Once they got on the base at Fort Detrick, Dexter had to devise a way to alert the Fort commandos. He was fairly sure that the Torn Victor Delta Force Rangers would make short work of Fannon Kincaid and his Choir of fanatics.
It would take Dexter only a short amount of time to change the pH factors on the Prions that were in the sturdy bio-containers, which Fannon had given Randall Rader to protect. Dexter intended to stall in the lab to buy time, and find a way to alert security. He had decided to use the USAMRIID neurotransmitter lab in the basement of Building 1666. He had chosen it for two reasons: It was a well-stocked lab that he had worked in for two years, and he knew where everything was; and, it was in an old building with few exits. Once they were below ground, if Dexter could set off one of the contamination alarms, they would be up to their asses in commandos in seconds. Then all he had to do was find a way to keep out of the line of fire until Fannon and his Choir were mowed down with the armor-piercing Black Talons that he knew the Fort commandos all used. Dexter had never been drawn to violence, but he was hungry to see Fannon Kincaid and his "Blood in the Face" Brotherhood riddled with bullets.

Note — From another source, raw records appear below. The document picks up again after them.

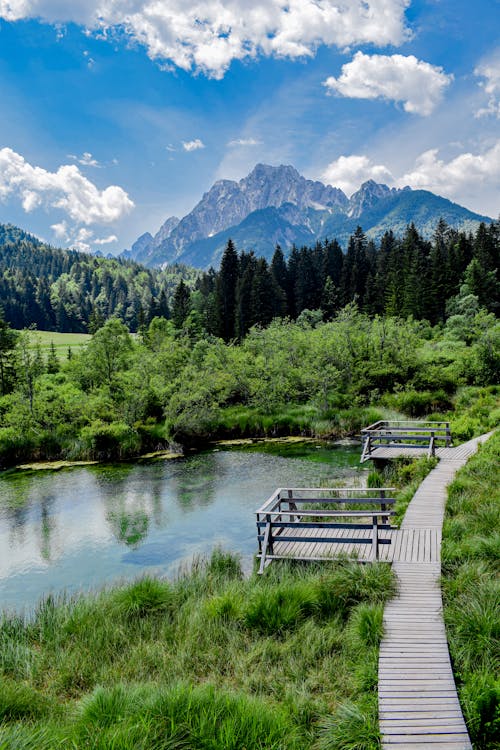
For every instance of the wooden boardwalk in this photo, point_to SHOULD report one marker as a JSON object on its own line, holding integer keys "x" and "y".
{"x": 418, "y": 702}
{"x": 407, "y": 545}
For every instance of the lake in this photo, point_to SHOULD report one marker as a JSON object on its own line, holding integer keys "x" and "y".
{"x": 82, "y": 528}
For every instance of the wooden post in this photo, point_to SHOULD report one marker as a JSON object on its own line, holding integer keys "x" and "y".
{"x": 383, "y": 506}
{"x": 375, "y": 538}
{"x": 268, "y": 543}
{"x": 432, "y": 447}
{"x": 291, "y": 505}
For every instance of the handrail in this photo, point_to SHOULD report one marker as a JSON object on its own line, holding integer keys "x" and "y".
{"x": 273, "y": 519}
{"x": 393, "y": 432}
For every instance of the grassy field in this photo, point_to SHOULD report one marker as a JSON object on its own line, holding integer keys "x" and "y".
{"x": 471, "y": 591}
{"x": 212, "y": 661}
{"x": 62, "y": 341}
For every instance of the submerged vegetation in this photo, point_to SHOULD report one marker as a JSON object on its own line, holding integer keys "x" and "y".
{"x": 210, "y": 661}
{"x": 315, "y": 345}
{"x": 471, "y": 589}
{"x": 123, "y": 395}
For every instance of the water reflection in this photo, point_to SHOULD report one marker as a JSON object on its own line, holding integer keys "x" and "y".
{"x": 86, "y": 526}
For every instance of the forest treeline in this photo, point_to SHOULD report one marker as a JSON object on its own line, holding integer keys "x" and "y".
{"x": 73, "y": 292}
{"x": 123, "y": 395}
{"x": 404, "y": 277}
{"x": 68, "y": 291}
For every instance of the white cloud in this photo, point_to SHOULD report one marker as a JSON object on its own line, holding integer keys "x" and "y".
{"x": 193, "y": 145}
{"x": 349, "y": 172}
{"x": 490, "y": 71}
{"x": 464, "y": 174}
{"x": 86, "y": 159}
{"x": 60, "y": 230}
{"x": 80, "y": 238}
{"x": 244, "y": 142}
{"x": 398, "y": 78}
{"x": 106, "y": 240}
{"x": 67, "y": 189}
{"x": 208, "y": 35}
{"x": 466, "y": 178}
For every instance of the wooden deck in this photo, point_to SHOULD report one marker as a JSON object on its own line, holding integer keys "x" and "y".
{"x": 407, "y": 545}
{"x": 418, "y": 702}
{"x": 386, "y": 439}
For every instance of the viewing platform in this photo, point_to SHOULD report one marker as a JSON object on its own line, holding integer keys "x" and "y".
{"x": 386, "y": 439}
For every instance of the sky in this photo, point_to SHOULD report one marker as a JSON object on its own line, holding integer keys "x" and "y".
{"x": 117, "y": 114}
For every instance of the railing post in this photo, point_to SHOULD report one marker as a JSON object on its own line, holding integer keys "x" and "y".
{"x": 291, "y": 505}
{"x": 375, "y": 538}
{"x": 432, "y": 446}
{"x": 268, "y": 544}
{"x": 383, "y": 506}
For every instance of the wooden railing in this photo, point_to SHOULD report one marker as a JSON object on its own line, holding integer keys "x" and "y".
{"x": 289, "y": 510}
{"x": 404, "y": 434}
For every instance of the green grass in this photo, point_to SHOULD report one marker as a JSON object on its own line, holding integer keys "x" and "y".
{"x": 211, "y": 661}
{"x": 62, "y": 341}
{"x": 471, "y": 589}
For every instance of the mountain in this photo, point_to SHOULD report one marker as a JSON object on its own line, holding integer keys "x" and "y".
{"x": 277, "y": 205}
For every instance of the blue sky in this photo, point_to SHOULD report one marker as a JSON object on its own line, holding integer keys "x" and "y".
{"x": 119, "y": 113}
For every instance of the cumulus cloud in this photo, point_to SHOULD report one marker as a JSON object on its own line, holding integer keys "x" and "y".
{"x": 489, "y": 70}
{"x": 349, "y": 172}
{"x": 193, "y": 145}
{"x": 106, "y": 240}
{"x": 208, "y": 35}
{"x": 67, "y": 189}
{"x": 466, "y": 178}
{"x": 398, "y": 78}
{"x": 450, "y": 178}
{"x": 86, "y": 159}
{"x": 80, "y": 238}
{"x": 244, "y": 142}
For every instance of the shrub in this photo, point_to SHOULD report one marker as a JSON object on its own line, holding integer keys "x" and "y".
{"x": 145, "y": 597}
{"x": 104, "y": 442}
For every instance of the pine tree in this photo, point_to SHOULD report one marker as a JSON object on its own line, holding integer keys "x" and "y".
{"x": 181, "y": 306}
{"x": 8, "y": 341}
{"x": 225, "y": 293}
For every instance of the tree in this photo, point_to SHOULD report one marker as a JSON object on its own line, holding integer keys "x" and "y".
{"x": 8, "y": 341}
{"x": 181, "y": 305}
{"x": 225, "y": 292}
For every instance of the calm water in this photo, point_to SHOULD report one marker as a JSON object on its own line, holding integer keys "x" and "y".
{"x": 82, "y": 528}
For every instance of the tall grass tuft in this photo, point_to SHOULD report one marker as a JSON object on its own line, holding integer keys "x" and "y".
{"x": 144, "y": 597}
{"x": 351, "y": 727}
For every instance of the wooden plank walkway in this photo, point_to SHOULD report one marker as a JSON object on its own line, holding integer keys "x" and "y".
{"x": 393, "y": 451}
{"x": 407, "y": 545}
{"x": 418, "y": 702}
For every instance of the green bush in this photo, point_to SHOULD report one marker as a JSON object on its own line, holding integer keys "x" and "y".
{"x": 419, "y": 403}
{"x": 15, "y": 446}
{"x": 145, "y": 597}
{"x": 104, "y": 442}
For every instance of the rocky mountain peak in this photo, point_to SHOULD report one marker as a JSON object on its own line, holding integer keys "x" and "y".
{"x": 367, "y": 196}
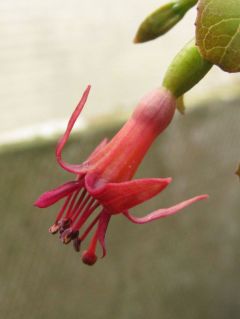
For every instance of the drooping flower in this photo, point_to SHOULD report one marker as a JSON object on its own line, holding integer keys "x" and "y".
{"x": 103, "y": 186}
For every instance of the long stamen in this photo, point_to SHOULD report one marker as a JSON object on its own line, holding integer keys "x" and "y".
{"x": 61, "y": 212}
{"x": 77, "y": 241}
{"x": 86, "y": 213}
{"x": 89, "y": 256}
{"x": 69, "y": 211}
{"x": 78, "y": 204}
{"x": 89, "y": 228}
{"x": 79, "y": 210}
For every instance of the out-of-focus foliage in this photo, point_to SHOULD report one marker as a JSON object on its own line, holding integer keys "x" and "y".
{"x": 218, "y": 33}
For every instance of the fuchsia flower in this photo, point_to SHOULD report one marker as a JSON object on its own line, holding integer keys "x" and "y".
{"x": 103, "y": 186}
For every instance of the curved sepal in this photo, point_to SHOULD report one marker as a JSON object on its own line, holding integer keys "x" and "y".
{"x": 54, "y": 195}
{"x": 118, "y": 197}
{"x": 73, "y": 168}
{"x": 164, "y": 212}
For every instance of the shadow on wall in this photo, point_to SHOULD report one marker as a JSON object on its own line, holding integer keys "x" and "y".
{"x": 186, "y": 266}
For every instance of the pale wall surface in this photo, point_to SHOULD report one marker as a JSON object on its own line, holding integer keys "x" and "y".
{"x": 50, "y": 51}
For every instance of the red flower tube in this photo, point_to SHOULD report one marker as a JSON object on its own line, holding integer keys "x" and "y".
{"x": 103, "y": 186}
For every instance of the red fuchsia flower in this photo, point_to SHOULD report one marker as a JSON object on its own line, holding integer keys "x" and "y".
{"x": 103, "y": 186}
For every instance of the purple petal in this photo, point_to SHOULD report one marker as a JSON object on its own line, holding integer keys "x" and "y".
{"x": 54, "y": 195}
{"x": 73, "y": 168}
{"x": 118, "y": 197}
{"x": 164, "y": 212}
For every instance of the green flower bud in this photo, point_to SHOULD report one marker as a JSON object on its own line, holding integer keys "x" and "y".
{"x": 162, "y": 20}
{"x": 186, "y": 70}
{"x": 218, "y": 33}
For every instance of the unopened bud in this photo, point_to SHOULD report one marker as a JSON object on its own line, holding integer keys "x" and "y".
{"x": 186, "y": 70}
{"x": 89, "y": 258}
{"x": 162, "y": 20}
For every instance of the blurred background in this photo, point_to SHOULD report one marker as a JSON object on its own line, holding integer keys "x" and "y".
{"x": 186, "y": 266}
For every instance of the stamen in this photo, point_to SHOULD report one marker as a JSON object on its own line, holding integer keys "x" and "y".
{"x": 89, "y": 256}
{"x": 84, "y": 235}
{"x": 59, "y": 215}
{"x": 72, "y": 203}
{"x": 86, "y": 213}
{"x": 80, "y": 208}
{"x": 78, "y": 203}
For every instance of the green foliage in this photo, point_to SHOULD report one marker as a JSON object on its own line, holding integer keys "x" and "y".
{"x": 218, "y": 33}
{"x": 186, "y": 70}
{"x": 162, "y": 20}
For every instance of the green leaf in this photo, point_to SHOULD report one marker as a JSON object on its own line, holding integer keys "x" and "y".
{"x": 218, "y": 33}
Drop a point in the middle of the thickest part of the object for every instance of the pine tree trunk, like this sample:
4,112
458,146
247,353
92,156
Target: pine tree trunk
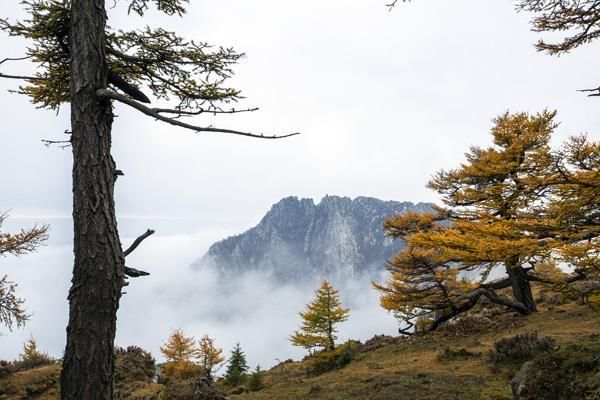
88,364
520,286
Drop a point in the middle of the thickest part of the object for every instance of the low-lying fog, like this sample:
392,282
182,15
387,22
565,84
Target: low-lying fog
249,308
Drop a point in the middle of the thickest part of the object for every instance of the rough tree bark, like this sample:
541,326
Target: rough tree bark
99,262
519,282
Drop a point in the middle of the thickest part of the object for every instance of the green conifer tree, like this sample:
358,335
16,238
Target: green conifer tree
255,380
237,368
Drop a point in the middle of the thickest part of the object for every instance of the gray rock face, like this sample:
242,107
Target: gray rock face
336,239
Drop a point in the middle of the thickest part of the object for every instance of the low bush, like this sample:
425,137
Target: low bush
520,348
570,372
328,360
449,354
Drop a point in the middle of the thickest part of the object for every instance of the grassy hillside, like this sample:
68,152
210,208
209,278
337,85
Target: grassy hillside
410,369
404,369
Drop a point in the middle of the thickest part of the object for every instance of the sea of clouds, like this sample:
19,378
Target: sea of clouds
249,308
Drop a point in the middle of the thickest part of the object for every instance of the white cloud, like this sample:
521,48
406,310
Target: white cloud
249,308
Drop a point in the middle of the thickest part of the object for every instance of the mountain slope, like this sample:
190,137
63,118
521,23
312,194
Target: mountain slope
413,369
336,238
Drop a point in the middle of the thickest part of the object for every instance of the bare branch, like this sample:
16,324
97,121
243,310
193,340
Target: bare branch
137,242
27,78
14,59
202,111
134,273
593,92
111,95
63,143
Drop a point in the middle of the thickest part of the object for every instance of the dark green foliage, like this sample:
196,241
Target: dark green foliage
255,380
327,360
237,368
171,67
5,368
134,368
570,372
449,354
520,348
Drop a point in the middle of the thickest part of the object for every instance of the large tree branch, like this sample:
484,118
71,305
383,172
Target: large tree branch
137,242
202,111
593,92
471,299
135,273
23,77
111,95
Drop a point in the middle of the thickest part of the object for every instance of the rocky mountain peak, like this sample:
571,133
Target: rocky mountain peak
337,238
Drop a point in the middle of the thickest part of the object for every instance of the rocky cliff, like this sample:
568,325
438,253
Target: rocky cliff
337,238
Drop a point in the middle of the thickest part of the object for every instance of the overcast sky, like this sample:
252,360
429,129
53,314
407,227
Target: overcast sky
383,100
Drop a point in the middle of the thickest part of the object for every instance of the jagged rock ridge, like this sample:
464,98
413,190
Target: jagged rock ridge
337,238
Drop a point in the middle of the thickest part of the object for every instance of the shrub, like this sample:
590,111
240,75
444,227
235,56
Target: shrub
255,380
449,354
134,364
520,348
328,360
134,369
5,368
571,372
31,358
378,341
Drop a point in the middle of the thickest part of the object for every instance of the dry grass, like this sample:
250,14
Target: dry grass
411,369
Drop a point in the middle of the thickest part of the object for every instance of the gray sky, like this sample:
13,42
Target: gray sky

Then the high-hood switcher arrived right on time, pushing its ten cars. Six or seven of Fannon's men charged up the bank, out of hiding, and boarded the front cars as the train passed. Fannon's war party was only ten strong, including Dexter. The Reverend had elected to leave the majority behind, going for a small, less visible strike force. Dexter and the rest of the heavily armed band now raced up the bank of the gully. While a bend in the track blocked the engineer's view, they jumped on the rods that were under the cars. It was uncomfortable and dangerous, but Fannon had already explained that they were only going to be on the train for five miles, until it arrived inside the Fort.